Shopkeepers say that while the president normally bypasses the stores for security reasons, only dropping in periodically at Crawford's sole restaurant, the Coffee Station, his proximity has been good for business. At the Main Street Place, Joe Cuff said he had seen 175,000 visitors in the three years his wife's store had been open and he marked their hometowns on a world map peppered with sticky red dots.
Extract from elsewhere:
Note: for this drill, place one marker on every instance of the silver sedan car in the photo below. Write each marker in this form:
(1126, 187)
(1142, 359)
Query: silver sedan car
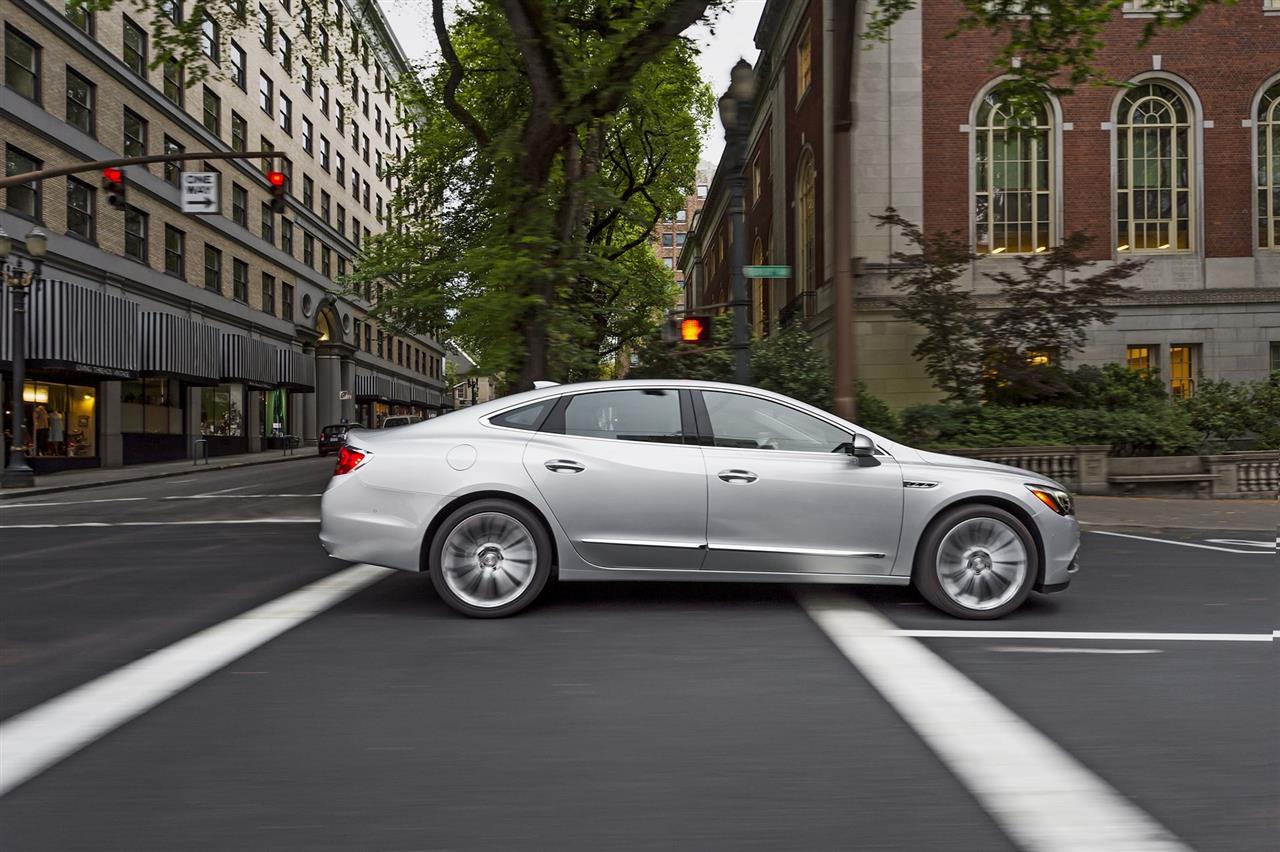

But like the country at large, there are gradations of support for Mr. Bush. In the deserted Di-An-Tiques & Things, by a wall painted with a stirring flag mural invoking "The Spirit of America," the owner, Diane Binnion, watched a televangelist and bemoaned a lack of business. "It's a little slow," she said, "not the traffic we used to have." She attributed it to "gas prices and all the gloom and doom." But she said, "I'm going to support him, no matter what. I'd be scared if it went the other way."

At the Crawford Peace House, which opened last year and in July sponsored a thronged outdoor showing of Michael Moore's anti-Bush film, "Fahrenheit 9/11," Joshua Collier, the resident volunteer, said townsfolk had dropped the "one finger wave" and derisive yells, growing accepting if not fully welcoming. "This space," he said, "helps to prove that civil discussion is still possible."